Илья Колодяжный. Круг чтения: лето 2016-го

Неисчерпаемый Шульгин. С московским историком Александром Репниковым мы познакомились уже в далеком 2007 году в Армавире, на международной конференции «Творчество В. В. Кожинова в контексте научной мысли рубежа XX—XXI века». И он, и я оказались на этой конференции благодаря замечательному человеку — Юрию Михайловичу Павлову, которой в то время возглавлял кафедру литературы в Армавирском педуниверситете и был первым, кто организовал  в России на достойном уровне научное изучение кожиновского наследия. Помню обаяние небольшого южнорусского городка, отрадную любознательность тамошних студентов, непринужденные и широкие застолья, так располагающие к вольной русской беседе. Помню и обратный путь в Москву в компании с Александром, писательницей Верой Галактионовой и еще одним историком — Валерием Степановым, который смущал Веру Григорьевну своими неистощимыми рассказами о некоторых пикантных сторонах жизни Древнего Рима…

         С той памятной поездки и началось мое — не прекращающееся до сих пор — общение с Александром Репниковым. Мне чрезвычайно импонирует в нем спокойная невозмутимость и академическая систематичность, с которыми он шаг за шагом выстраивает прекрасное здание русской консервативной мысли. Эта невозмутимость и систематичность как бы символизируют неуклонность и неумолимость нынешнего духовного процесса, призванного устранить давний и роковой перекос в общественной мысли последних двух столетий. После абсолютного господства либеральной, прогрессивной идеологии, перевернувшей планету вверх дном, наконец настает долгожданная пора отрезвления и благоразумия, которая весьма к лицу стареющему человечеству. Консерватизм, как важнейшая составляющая общественного самосознания, вновь вступает в свои законные права, устанавливая тем самым необходимое равновесие с зашедшим в тупик прогрессизмом.

         Сегодня можно услышать много упреков в адрес современных российских историков. Их обвиняют в конъюнктурности, в зависимости от западных идеологических догм, в незрелости и эклектичности мышления. Соглашаясь отчасти с этими обвинениями, тем не менее, я полагаю, что вот эта планомерная, без идеологического надрыва реабилитация дореволюционных консерваторов, совершаемая новой генерацией историков (кроме Репникова, можно упомянуть Андрея Иванова, Александра Котова, Аркадия Минакова, Михаила Смолина, Дмитрия Стогова), обнаруживает зрелое и вполне самостоятельное положение отечественной исторической науки.

Приятно признаться, что благодаря беседам с Александром и чтению его работ я по-новому взглянул на многих дореволюционных консерваторов: П. Н. Милюкова, В. В. Шульгина, Л. А. Тихомирова, С. Ф. Шарапова. Особенное впечатление произвели на меня расшифрованные и откомментированные Репниковым дневники Льва Тихомирова, передающие трагический аромат предреволюционных лет и являющиеся своеобразным прологом к «Апокалипсису нашего времени» Розанова.

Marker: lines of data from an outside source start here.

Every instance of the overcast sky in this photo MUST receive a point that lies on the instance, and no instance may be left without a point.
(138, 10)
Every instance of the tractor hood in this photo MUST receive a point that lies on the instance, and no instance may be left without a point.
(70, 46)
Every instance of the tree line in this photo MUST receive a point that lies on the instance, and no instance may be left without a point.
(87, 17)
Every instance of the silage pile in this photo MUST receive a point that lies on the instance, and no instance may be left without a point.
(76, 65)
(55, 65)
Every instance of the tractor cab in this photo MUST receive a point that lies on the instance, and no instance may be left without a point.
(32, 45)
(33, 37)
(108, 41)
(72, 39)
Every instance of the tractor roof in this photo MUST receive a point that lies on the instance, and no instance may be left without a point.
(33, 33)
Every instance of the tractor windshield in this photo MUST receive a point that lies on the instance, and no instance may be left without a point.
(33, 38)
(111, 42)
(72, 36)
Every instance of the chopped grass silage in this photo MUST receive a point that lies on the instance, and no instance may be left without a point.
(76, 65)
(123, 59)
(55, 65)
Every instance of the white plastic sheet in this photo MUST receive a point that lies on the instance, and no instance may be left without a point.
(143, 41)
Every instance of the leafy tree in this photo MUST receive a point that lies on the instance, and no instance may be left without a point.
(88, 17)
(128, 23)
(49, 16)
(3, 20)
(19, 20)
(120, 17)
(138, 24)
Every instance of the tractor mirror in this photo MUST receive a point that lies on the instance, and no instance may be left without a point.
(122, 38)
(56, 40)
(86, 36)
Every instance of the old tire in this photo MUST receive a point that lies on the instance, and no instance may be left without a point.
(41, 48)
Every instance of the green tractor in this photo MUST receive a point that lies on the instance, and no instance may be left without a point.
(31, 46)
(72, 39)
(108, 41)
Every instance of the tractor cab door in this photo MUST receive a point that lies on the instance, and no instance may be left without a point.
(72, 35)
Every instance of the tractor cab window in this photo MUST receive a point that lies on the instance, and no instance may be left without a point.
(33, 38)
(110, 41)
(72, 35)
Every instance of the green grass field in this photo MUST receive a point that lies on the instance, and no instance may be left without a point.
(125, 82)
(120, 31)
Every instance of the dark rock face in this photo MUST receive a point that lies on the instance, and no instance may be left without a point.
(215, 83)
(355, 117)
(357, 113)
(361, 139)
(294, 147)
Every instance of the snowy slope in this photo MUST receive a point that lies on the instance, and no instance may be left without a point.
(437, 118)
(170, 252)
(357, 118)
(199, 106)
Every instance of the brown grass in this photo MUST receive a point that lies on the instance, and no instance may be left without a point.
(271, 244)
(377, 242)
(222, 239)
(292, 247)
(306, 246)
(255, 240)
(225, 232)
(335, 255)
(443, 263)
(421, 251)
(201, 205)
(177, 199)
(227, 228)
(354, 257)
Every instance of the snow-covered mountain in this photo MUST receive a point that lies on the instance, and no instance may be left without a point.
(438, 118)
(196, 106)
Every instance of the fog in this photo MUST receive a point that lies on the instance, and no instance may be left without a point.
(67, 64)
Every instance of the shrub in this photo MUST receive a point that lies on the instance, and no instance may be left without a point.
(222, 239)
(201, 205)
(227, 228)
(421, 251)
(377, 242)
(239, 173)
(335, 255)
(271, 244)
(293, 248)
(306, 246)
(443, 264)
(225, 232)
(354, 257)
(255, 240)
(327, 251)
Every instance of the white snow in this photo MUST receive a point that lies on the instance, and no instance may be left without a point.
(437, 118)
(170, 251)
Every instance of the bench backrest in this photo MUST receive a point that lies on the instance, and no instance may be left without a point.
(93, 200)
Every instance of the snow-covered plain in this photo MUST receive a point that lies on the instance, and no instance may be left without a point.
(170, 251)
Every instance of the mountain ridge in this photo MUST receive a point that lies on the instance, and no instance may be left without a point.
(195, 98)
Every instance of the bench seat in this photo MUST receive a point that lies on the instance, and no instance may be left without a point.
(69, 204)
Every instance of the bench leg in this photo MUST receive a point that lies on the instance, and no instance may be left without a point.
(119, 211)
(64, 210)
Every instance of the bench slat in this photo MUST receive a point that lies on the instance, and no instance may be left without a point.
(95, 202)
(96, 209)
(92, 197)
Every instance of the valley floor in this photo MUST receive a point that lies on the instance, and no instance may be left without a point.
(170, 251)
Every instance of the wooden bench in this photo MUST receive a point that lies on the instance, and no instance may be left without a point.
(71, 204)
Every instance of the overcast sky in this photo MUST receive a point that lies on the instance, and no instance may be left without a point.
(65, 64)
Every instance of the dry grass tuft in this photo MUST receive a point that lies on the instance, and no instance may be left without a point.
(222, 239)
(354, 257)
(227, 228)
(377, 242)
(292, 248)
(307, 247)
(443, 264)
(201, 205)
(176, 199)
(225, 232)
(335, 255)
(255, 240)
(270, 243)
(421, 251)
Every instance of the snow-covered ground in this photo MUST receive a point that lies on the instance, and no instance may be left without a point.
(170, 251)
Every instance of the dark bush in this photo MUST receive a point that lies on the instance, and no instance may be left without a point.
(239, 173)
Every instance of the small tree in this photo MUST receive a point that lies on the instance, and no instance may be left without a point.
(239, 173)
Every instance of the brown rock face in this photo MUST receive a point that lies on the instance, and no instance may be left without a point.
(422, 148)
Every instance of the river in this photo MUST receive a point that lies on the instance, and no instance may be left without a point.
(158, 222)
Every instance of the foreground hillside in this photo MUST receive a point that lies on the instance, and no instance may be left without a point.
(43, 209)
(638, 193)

С большим удовлетворением я встретил выход энциклопедии «Русский консерватизм середины XVIII — начала XX века» («РОССПЭН», 2010), в которой Александр выступил ответственным секретарем. В ней была предпринята (цитирую свою рецензию) «первая попытка представить в полном объёме и в объективном освещении дореволюционную консервативную мысль».

Во время последней встречи Александр по установившейся традиции подарил мне новую книгу — «Шульгин В. В. Россия, Украина, Европа: избранные работы» (издательство «Посев», 2015), полностью им подготовленную (составление, вступительная статья, комментарий).  В этом сборнике представлены малоизвестные работы Шульгина. Некоторые из них не переиздавались больше ста лет. Например, стенограммы выступлений в Государственной думе. Читая их, понимаешь, почему так боялись попасть ему на язык его оппоненты. Слова, полные тонкого, ядовитого сарказма, сказанные тихим, совершенно бесстрастным голосом, били наотмашь. Вот у кого стоило бы поучиться некоторым нынешним думским ораторам, полагающимся не на силу ума и убеждений, а на силу голосовых связок.

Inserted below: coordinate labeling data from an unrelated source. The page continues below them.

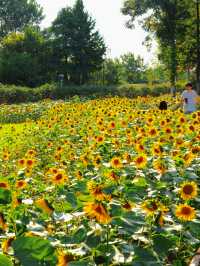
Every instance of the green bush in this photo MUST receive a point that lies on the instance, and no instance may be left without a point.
(16, 94)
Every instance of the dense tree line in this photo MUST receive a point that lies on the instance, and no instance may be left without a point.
(173, 24)
(72, 46)
(31, 56)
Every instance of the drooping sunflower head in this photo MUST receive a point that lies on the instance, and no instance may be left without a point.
(188, 190)
(96, 190)
(185, 212)
(116, 162)
(4, 184)
(150, 206)
(21, 184)
(141, 161)
(97, 211)
(44, 205)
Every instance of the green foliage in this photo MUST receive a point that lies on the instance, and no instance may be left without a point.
(15, 15)
(133, 68)
(5, 261)
(5, 196)
(17, 94)
(77, 44)
(168, 21)
(33, 251)
(22, 58)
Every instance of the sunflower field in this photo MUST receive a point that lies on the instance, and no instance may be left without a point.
(111, 181)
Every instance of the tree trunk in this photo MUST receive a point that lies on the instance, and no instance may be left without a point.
(173, 70)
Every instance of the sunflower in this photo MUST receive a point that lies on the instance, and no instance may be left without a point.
(79, 175)
(152, 132)
(30, 163)
(160, 166)
(59, 178)
(20, 184)
(100, 139)
(116, 162)
(113, 176)
(188, 190)
(44, 205)
(31, 153)
(4, 184)
(150, 206)
(185, 212)
(188, 158)
(112, 125)
(97, 161)
(97, 211)
(96, 191)
(6, 244)
(63, 258)
(141, 161)
(157, 149)
(128, 206)
(22, 162)
(3, 224)
(6, 156)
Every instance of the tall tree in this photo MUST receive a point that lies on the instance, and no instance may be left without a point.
(133, 68)
(78, 45)
(25, 58)
(15, 15)
(165, 19)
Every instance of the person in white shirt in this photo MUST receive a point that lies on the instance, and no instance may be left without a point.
(189, 99)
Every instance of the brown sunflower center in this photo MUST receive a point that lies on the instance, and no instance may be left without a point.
(59, 177)
(188, 189)
(140, 160)
(186, 211)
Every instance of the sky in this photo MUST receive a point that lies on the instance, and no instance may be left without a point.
(111, 24)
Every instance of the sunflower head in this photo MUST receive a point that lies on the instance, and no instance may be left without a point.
(116, 162)
(185, 212)
(188, 190)
(141, 161)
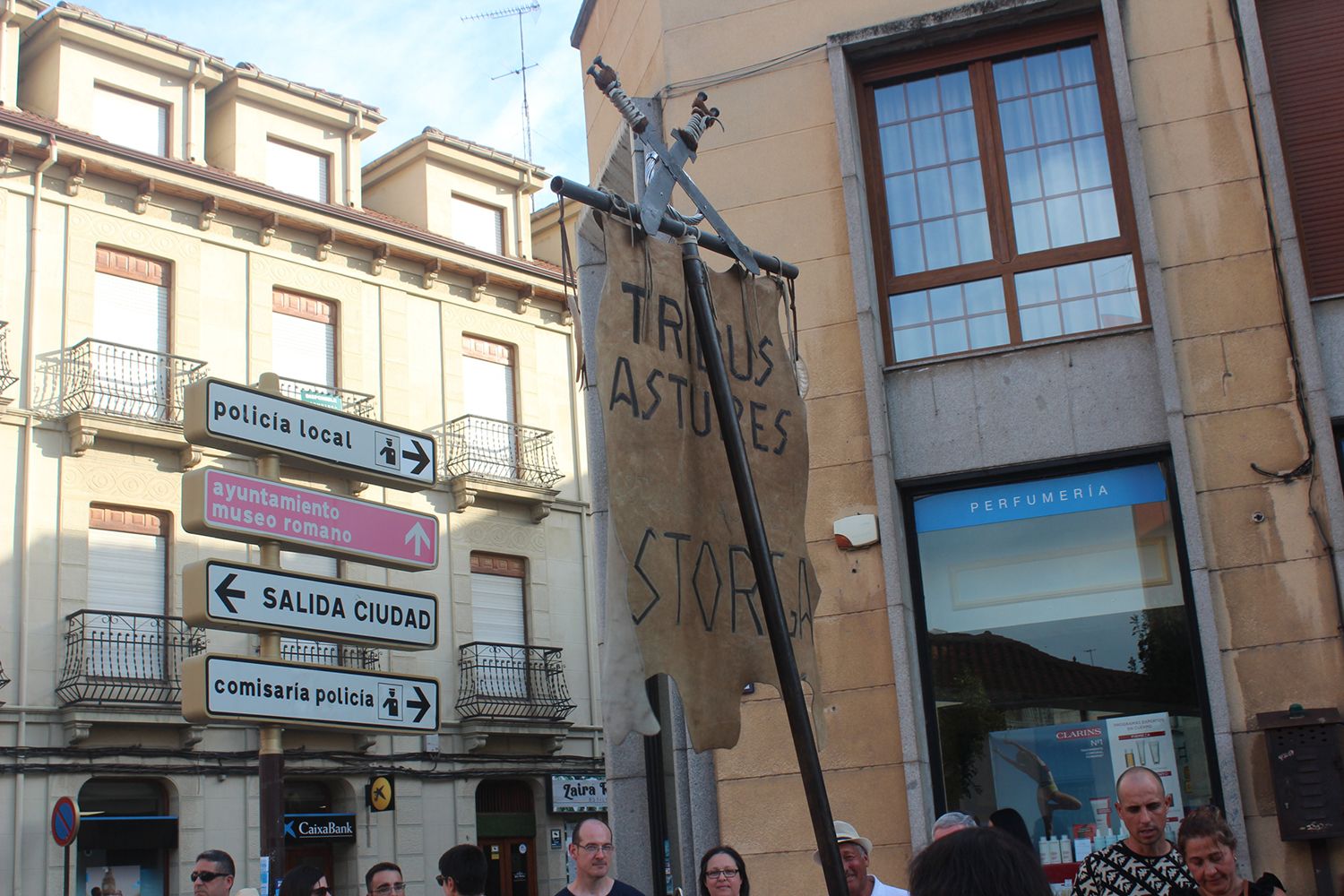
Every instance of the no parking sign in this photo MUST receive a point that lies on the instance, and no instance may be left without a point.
(65, 821)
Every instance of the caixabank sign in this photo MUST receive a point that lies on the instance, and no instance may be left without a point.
(308, 828)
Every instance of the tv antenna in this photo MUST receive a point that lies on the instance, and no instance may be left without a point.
(521, 62)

         Пожалуй, самыми злободневными для нашего времени являются работы Шульгина, посвященные Украине и «украинскому вопросу». Если бы Василий Витальевич был сегодня жив, его за эти статьи, несомненно, обложили бы санкциями и запретили въезд на Украину. Впрочем, думаю, что Шульгина этот запрет ничуть бы не расстроил, доказательством чему служит опубликованная в сборнике «Записка об отказе В. В. Шульгина от украинского подданства», а также «Открытое письмо г-ну Петлюре», которое можно смело переадресовать почти без изменений Петру Порошенко. Цитирую отрывок: «Вы отлично знаете, что по переписи 1917 г. 62 процента населения города Киева считают родным своим языком русский язык, и только 9 процентов — украинский. И вот Вы, называющий себя демократом, в угоду этим 9 процентам запретили все русские газеты, сняли и варварским образом уничтожали все вывески и надписи на русском языке, заменивши их безграмотным жаргоном галицийского происхождения. Под страхом смертной казни Вы запретили в русском городе Киеве, который считается колыбелью Руси, всякое проявление национальных стремлений, называя это государственной изменой».

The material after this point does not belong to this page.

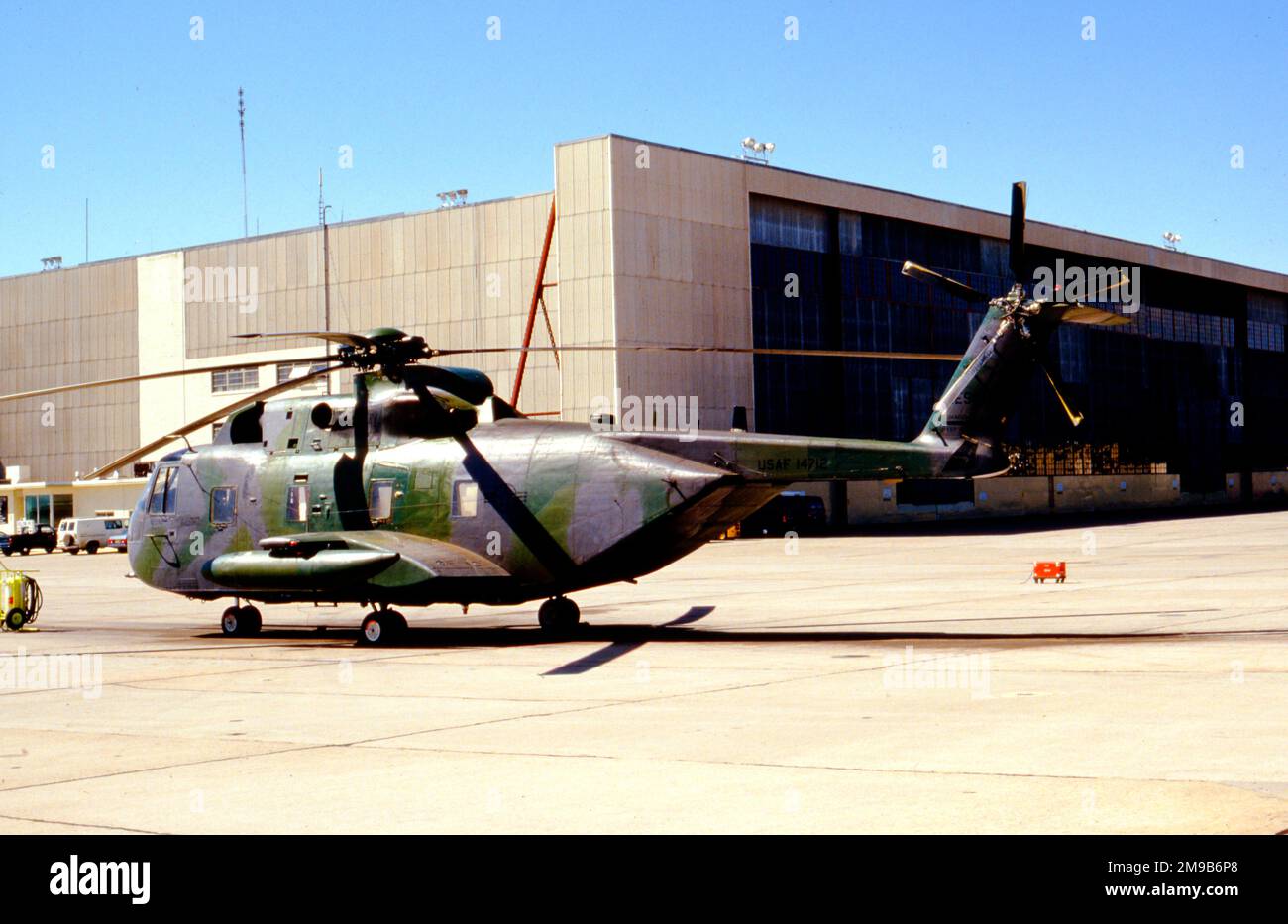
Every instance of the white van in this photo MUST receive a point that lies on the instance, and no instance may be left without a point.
(89, 532)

         Как русский националист, Шульгин отстаивал точку зрения, согласно которой украинского народа в природе не существует, утверждая при этом, что «Украина, украинцы, украинский язык, Украинская держава имеют одно назначение вытравить в умах местного населения, что этот край русский, что жители его самые русские из русских». С этой односторонней точкой зрения мне как человеку, имеющему украинскую фамилию, согласиться трудно, однако надо понимать, что русский национализм (столь мало свойственный русскому человеку) в лице Шульгина был вызван радикальным украинским национализмом, желавшим непременно иметь свою «державу» и непременно за счет державы «москалей». Отсюда полемический перехлест, категоричность шульгинского вывода.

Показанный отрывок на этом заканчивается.